For all its exciting new capabilities, efficacy remained the primary driver. LEDs came to dominate utility lighting rebate program offerings and became a staple for commercial building energy code compliance. In the residential market, the Biden administration’s elimination of exemptions and enforcement of the backstop provision in the Energy Independence and Security Act of 2007 positioned LEDs to gobble up the majority of remaining general-service lamp sockets.
Various regional studies show significant conversion of the installed lighting stock to LED, particularly in regions with higher energy costs. For example, rebate program evaluation reports by utility consulting firm DNV projected market share ranging from 83% to 94% for LEDs in the linear ambient lighting market in Connecticut, Massachusetts, New Jersey and Rhode Island. Meanwhile, calls for elimination of mercury—resulting in seven states targeting mercury-containing lamps such as fluorescent—signal that not even this venerable lighting technology is safe.
In one sense, this is great news. According to the Department of Energy (DOE), LED lighting has reduced overall demand for electricity in the United States by about 5%. What used to eat 40% of an average commercial building’s budget has fallen to closer to 10%. Compared to yesteryear’s lighting systems, modern lighting now offers a veritable menu of energy efficiency, longevity, precision, aesthetics, flexibility, controllability, data and overall greater value. Fully realized, an LED lighting system today is far more of a building asset than simply another basic cost-bearing utility.

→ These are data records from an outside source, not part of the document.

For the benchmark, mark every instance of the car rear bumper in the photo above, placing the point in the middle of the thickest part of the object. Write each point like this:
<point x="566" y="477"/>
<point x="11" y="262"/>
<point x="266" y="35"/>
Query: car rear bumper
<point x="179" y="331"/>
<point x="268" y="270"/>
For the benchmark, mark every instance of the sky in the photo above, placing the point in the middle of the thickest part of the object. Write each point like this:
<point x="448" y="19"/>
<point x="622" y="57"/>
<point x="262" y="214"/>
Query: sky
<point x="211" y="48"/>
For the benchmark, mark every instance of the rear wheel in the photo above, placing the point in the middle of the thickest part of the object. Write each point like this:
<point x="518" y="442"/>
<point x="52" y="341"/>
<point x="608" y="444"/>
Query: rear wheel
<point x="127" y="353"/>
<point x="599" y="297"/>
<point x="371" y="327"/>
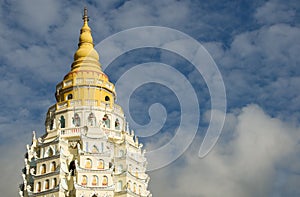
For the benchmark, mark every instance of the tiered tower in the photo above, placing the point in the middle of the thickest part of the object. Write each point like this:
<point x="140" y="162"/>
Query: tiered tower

For some, however, it may feel like the party’s over with the low-hanging fruit largely plucked. Rebate programs evaluating LED saturation may eventually conclude that business-as-usual prescriptive rebates are no longer productive in achieving energy savings targets. Energy Star is sunsetting its residential listing for many LED products. The DOE isn’t as energetic about supporting market transformation as it once was.

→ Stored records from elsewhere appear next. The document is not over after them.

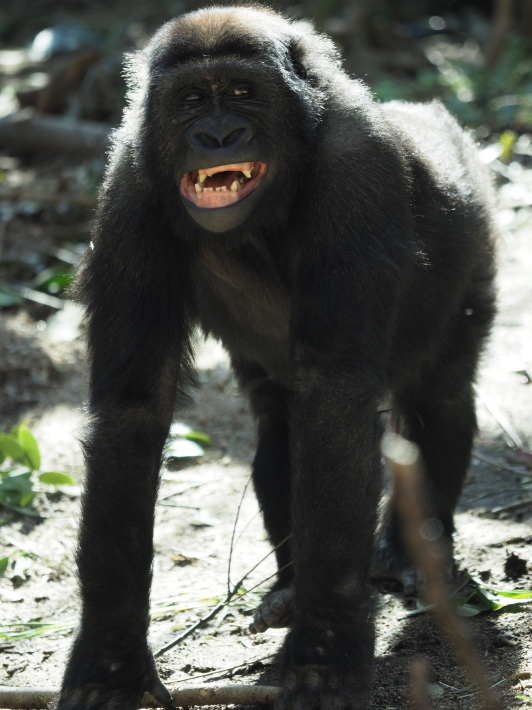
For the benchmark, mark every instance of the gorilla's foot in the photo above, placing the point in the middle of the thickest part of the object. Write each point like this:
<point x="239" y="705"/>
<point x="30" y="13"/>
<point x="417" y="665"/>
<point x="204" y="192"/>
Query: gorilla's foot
<point x="391" y="562"/>
<point x="327" y="667"/>
<point x="99" y="680"/>
<point x="276" y="610"/>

I may be a realist with expectations, but I’m an optimist when it comes to outlook. I believe the LED revolution isn’t so much over as getting ready for Revolution 2.0. It may not be a major technological shift this time, but it will be focused on market opportunity. In one sense, this revolution may be even more exciting, as it enables U.S. lighting to achieve the technology’s full potential.

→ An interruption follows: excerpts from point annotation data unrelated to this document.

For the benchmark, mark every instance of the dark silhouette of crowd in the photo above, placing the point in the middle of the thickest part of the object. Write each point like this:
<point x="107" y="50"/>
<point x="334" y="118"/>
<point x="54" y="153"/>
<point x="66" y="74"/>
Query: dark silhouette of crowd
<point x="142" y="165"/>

Lighting controls and upgrades from first- to second-generation LEDs offer significant energy savings. Utility rebate programs may transition to stronger support of advanced lighting controls and upgrading older LED lighting. Many older systems are first-generation technology, basic TLED lamp retrofits or lacking lighting controls. Upgrading to second-generation LEDs with advanced controls can deliver significant energy savings and other value. In particular, networked lighting controls (which can reduce lighting energy consumption by nearly half), luminaire-level lighting controls, tunable lighting and integration with other building systems such as HVAC and plug loads may receive a boost.
An increasing policy focus on decarbonization may lead to premium lighting and control systems becoming far more attractive. At the national level, electrifying transportation will impose more demand for electric power. At the local level, requirements for reporting carbon emissions and either offsetting or paying financial penalties for exceeding carbon caps will further incentivize energy efficiency and building data.
Among leading commercial properties, there is a sentiment that minimizing energy costs and the carbon footprint can generate significant value in attracting and retaining high-quality tenants. Meanwhile, energy codes may evolve to become more focused on carbon savings or performance.
As this metatrend develops, the most robust lighting options may become more attractive when the return on investment calculation includes all associated costs and incorporates applicable value beyond a direct ROI.
The above does not count market segments that are energetic and may see significant opportunities, such as horticultural, germicidal UV and circadian lighting. And of course, ongoing incremental progress—performance, quality, serviceability, etc.—over time adds up to real change.
Overall, the LED revolution may have won, but market conditions may be setting the stage for its next exciting phase.